Without stopping, the journey between Sunbury and North Tees takes about four and a half hours. With roadworks and one brief stop for caffeine, it took us five hours. I didn’t play any of the music we normally have on. Instead, we drove in silence – nothing else felt appropriate or soothing – and got to the hospital at around seven thirty.

The doctor who had been in charge of Lady M’s father’s treatment explained the situation quietly and seriously, and guided us through the dance. We all already knew why we were there: that Eddie had reached the end of his journey and all that remained was to say goodbye while they kept him comfortable. We didn’t feel able to stay to the very end, and took our leave.

Nature took it’s course.

If I was writing a story I’d end it on that sentence but life and death, as I’m learning, are never so simply wrapped up. This is the first family death that I’ve had to take an active role in organising. Sadly, it isn’t Lady M’s first rodeo. The intricacies of hospital paperwork, the notifications of appropriate authorities, and the quiet language of the funeral directors have engulfed our day. Tomorrow sees the start of clearing and cleaning a suddenly empty house.
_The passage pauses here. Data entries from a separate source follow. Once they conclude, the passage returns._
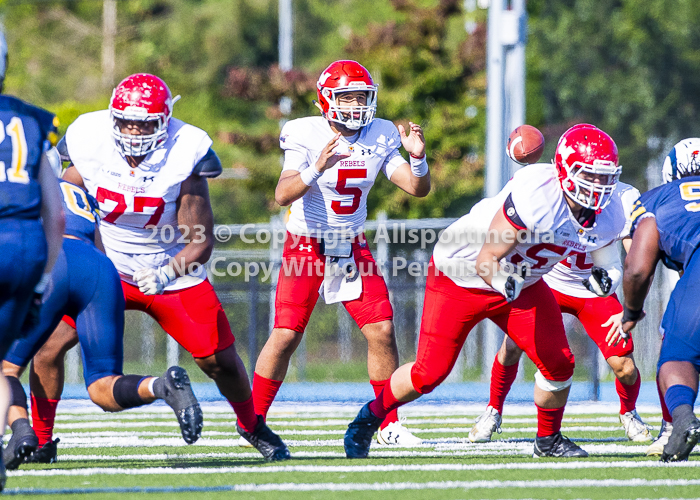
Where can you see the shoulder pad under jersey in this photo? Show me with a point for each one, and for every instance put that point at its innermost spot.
(63, 149)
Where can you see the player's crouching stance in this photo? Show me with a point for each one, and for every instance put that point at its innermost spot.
(666, 227)
(149, 172)
(540, 217)
(31, 221)
(84, 283)
(330, 164)
(599, 312)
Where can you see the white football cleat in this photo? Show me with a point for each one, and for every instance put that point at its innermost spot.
(657, 447)
(635, 429)
(486, 424)
(243, 443)
(396, 433)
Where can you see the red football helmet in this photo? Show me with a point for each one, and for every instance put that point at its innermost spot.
(587, 162)
(141, 97)
(347, 76)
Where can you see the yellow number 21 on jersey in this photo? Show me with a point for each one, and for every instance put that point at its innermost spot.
(17, 171)
(690, 191)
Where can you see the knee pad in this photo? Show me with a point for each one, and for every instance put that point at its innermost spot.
(17, 395)
(424, 383)
(126, 391)
(551, 385)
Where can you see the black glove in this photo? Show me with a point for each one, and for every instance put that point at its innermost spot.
(599, 283)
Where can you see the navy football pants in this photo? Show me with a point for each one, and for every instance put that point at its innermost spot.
(84, 285)
(23, 251)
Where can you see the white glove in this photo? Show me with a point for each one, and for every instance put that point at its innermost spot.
(153, 281)
(509, 285)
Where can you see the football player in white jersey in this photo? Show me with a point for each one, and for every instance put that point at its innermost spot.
(600, 317)
(330, 164)
(488, 264)
(148, 171)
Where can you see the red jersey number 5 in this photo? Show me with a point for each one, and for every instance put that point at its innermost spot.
(341, 188)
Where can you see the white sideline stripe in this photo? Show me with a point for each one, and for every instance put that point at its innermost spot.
(362, 468)
(158, 420)
(328, 423)
(336, 432)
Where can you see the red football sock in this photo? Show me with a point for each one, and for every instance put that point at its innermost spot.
(385, 403)
(664, 409)
(628, 394)
(246, 414)
(264, 392)
(549, 420)
(502, 378)
(393, 415)
(43, 416)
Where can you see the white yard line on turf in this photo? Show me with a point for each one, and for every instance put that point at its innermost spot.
(91, 471)
(312, 432)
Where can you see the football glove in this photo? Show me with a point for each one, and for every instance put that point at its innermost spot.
(599, 282)
(509, 285)
(31, 320)
(153, 281)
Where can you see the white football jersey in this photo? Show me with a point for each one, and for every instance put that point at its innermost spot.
(139, 226)
(338, 200)
(568, 275)
(533, 199)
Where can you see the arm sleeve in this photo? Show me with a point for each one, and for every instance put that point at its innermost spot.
(295, 154)
(529, 204)
(608, 258)
(393, 161)
(209, 165)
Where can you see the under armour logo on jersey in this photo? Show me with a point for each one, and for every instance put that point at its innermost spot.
(565, 150)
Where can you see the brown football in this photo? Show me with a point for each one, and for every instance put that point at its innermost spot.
(525, 145)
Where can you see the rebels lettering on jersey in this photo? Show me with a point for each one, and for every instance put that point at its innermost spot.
(338, 200)
(139, 226)
(26, 132)
(676, 208)
(81, 211)
(533, 201)
(568, 275)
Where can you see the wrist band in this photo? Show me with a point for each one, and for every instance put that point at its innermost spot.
(419, 166)
(310, 175)
(631, 315)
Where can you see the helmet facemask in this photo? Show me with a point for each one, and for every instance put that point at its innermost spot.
(591, 186)
(352, 117)
(139, 145)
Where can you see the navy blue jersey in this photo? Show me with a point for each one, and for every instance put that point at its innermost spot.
(676, 207)
(25, 133)
(81, 212)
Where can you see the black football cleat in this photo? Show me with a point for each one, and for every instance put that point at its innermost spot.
(358, 437)
(175, 389)
(22, 444)
(269, 444)
(47, 454)
(682, 441)
(557, 446)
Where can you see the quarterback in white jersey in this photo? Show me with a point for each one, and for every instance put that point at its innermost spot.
(599, 315)
(148, 172)
(488, 264)
(330, 164)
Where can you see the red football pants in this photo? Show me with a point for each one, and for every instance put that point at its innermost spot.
(450, 312)
(192, 316)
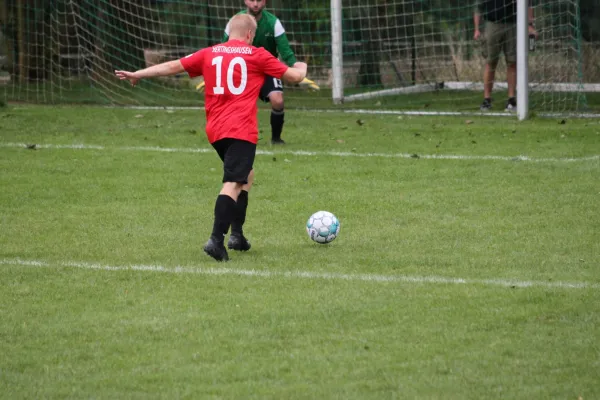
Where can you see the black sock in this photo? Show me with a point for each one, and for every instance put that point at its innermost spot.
(240, 214)
(276, 123)
(224, 211)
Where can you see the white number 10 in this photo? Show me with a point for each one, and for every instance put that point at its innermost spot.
(218, 61)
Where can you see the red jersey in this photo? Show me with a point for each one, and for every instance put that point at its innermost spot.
(233, 74)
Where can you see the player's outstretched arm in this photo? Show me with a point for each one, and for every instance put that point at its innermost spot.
(296, 73)
(165, 69)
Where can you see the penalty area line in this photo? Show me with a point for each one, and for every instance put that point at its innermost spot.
(309, 275)
(346, 154)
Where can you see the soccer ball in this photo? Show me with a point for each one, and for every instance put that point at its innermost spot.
(323, 227)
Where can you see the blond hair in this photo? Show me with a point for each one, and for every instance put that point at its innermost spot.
(240, 24)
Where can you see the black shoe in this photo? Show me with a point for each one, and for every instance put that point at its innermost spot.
(216, 249)
(238, 242)
(486, 105)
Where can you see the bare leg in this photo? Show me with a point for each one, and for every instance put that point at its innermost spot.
(488, 79)
(511, 77)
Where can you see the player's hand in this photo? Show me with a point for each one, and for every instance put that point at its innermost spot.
(129, 76)
(532, 31)
(310, 85)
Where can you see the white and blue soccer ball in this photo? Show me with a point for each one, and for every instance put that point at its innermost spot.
(323, 227)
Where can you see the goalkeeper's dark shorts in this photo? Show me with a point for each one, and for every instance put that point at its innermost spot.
(269, 86)
(238, 158)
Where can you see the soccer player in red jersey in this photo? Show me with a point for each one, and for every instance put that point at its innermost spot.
(234, 73)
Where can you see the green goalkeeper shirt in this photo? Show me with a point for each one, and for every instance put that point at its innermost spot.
(270, 35)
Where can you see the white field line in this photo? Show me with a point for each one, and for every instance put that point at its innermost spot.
(330, 276)
(385, 112)
(306, 153)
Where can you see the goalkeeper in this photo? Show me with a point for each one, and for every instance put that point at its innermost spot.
(271, 35)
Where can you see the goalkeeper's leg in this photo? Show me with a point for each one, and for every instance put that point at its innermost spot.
(272, 91)
(277, 117)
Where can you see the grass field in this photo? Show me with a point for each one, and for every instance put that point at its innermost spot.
(467, 264)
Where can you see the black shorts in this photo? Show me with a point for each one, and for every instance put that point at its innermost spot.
(237, 156)
(270, 85)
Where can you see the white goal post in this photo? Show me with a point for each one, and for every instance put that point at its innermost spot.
(556, 77)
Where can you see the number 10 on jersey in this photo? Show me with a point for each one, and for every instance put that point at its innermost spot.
(236, 90)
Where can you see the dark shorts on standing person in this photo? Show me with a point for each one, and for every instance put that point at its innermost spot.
(500, 38)
(238, 158)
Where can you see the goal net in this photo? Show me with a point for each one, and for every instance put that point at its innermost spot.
(396, 54)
There are certain friends with whom I am having new conversations that I am only now equipped to appreciate – in much the same way that the parents of newborn children suddenly find new connection with other parents. This new layer of connectivity with friends is both shocking and reassuring in that it confirms certain universal reactions and experiences, but it also raises the spectre of what it will be like, in the future, when I must do this for my own parents.

Neither Lady M or I are sleeping much right now.